INFO 2020-01-03 23:09:25,265 All peers arrived. Confirming membership.
INFO 2020-01-03 23:09:25,363 Waiting for confirmations from all peers.
INFO 2020-01-03 23:09:25,367 Rendezvous version 1 is complete. Final state: {'status': 'final', 'version': '1', 'participants': [0, 1], 'keep_alives': ['/torchelastic/p2p/run_imagenet/rdzv/v_1/rank_1', '/torchelastic/p2p/run_imagenet/rdzv/v_1/rank_0'], 'num_workers_waiting': 0}
INFO 2020-01-03 23:09:25,367 Using TCPStore for c10d::Store implementation
INFO 2020-01-03 23:09:25,371 Rank 1 will conenct to TCPStore server at imagenet-worker-2:51903
[INFO] 2020-01-03 23:09:25,372 coordinator_p2p: Got next rendezvous: rank 1, world size 2
[INFO] 2020-01-03 23:09:25,383 coordinator_p2p: Initialized process group rank 1, world size 2
[INFO] 2020-01-03 23:09:25,385 main: Rank 1: Model state synced from rank: 0
    batch_size=32
    num_data_workers=0
    data_start_index=0
    iteration=0
    epoch=0/10
[INFO] 2020-01-03 23:09:25,629 train_loop: Rank 1 synced state with other nodes
[INFO] 2020-01-03 23:09:27,288 main: epoch: 0, iteration: 0, data_idx: 0
[INFO] 2020-01-03 23:09:28,856 main: epoch: 0, iteration: 1, data_idx: 96
[INFO] 2020-01-03 23:09:30,434 main: epoch: 0, iteration: 2, data_idx: 192
[INFO] 2020-01-03 23:09:31,992 main: epoch: 0, iteration: 3, data_idx: 288
[INFO] 2020-01-03 23:09:33,543 main: epoch: 0, iteration: 4, data_idx: 384
[INFO] 2020-01-03 23:09:35,120 main: epoch: 0, iteration: 5, data_idx: 480
[INFO] 2020-01-03 23:09:36,685 main: epoch: 0, iteration: 6, data_idx: 576
[INFO] 2020-01-03 23:09:38,256 main: epoch: 0, iteration: 7, data_idx: 672
[INFO] 2020-01-03 23:09:39,835 main: epoch: 0, iteration: 8, data_idx: 768
[INFO] 2020-01-03 23:09:41,420 main: epoch: 0, iteration: 9, data_idx: 864
[INFO] 2020-01-03 23:09:42,981 main: epoch: 0, iteration: 10, data_idx: 960

Clean up job

$ kubectl delete -f imagenet.yaml

Elasticity

You can launch new pods with same configuration to join the training or delete individual pod to check

torchelastic operator

Above example is a hard way to launch torchelastic job on Kubernetes.

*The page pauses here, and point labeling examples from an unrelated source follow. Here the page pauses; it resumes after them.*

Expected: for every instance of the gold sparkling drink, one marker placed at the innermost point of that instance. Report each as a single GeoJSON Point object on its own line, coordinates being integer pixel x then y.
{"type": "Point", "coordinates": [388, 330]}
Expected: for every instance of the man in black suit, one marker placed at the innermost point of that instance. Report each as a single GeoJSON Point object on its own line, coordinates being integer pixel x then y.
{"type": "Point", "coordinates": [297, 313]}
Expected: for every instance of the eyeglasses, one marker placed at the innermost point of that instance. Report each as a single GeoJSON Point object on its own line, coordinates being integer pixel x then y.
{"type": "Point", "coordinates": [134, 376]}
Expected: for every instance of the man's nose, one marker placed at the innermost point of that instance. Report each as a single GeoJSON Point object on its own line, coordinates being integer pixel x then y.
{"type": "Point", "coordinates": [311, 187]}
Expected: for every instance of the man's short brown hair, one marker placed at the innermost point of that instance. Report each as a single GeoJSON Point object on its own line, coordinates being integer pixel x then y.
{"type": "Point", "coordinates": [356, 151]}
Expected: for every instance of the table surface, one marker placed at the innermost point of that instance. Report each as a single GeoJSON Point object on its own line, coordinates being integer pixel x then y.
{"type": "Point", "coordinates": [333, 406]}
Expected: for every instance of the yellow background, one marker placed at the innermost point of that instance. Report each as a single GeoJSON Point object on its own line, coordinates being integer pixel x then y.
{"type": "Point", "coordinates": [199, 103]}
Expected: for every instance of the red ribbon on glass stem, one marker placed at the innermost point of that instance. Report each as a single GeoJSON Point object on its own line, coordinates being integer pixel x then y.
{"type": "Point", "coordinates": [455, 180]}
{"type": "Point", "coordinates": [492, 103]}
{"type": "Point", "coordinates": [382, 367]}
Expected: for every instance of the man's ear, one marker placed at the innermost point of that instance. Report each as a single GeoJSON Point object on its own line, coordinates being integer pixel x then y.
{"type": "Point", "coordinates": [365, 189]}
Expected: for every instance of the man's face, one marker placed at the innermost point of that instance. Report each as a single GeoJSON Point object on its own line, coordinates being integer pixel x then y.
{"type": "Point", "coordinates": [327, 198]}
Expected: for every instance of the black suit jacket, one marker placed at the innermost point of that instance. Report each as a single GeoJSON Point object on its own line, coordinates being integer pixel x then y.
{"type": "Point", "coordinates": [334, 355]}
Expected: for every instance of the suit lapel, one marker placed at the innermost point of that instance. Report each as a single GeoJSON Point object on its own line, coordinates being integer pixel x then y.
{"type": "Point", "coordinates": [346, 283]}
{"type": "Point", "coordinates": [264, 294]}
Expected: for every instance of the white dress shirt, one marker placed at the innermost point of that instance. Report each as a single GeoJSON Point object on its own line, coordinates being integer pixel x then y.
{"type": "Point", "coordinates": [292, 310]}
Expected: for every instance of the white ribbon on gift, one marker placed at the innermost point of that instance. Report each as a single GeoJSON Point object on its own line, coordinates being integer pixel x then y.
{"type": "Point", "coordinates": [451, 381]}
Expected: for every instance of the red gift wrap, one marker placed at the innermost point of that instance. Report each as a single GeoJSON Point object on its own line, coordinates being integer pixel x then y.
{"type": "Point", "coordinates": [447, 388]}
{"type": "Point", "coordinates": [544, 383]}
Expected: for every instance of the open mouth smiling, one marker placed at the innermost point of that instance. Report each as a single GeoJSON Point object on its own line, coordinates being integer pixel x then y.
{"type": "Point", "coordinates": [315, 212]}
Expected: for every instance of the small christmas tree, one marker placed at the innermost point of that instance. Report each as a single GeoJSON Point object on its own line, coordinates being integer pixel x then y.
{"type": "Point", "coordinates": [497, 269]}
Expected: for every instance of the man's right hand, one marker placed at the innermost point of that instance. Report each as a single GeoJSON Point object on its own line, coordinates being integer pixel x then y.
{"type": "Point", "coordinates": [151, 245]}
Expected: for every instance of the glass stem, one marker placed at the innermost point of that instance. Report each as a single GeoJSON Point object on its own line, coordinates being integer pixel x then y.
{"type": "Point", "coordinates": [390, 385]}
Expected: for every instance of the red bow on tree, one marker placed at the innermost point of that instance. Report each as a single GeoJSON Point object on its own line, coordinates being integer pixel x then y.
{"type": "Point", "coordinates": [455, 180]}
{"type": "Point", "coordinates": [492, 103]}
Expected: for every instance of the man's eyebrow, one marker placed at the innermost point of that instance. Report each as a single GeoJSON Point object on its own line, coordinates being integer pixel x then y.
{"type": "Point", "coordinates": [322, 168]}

User needs to launch etcd, write pods and headless services and manage pod lifecycle. A kubernetes operator can be introduced here to simplify the torchelastic job setups. Underneath etcd and workers creation and destroy can be handled by controller. Dynamic resource allocation and preemption can be added later at this layer as well.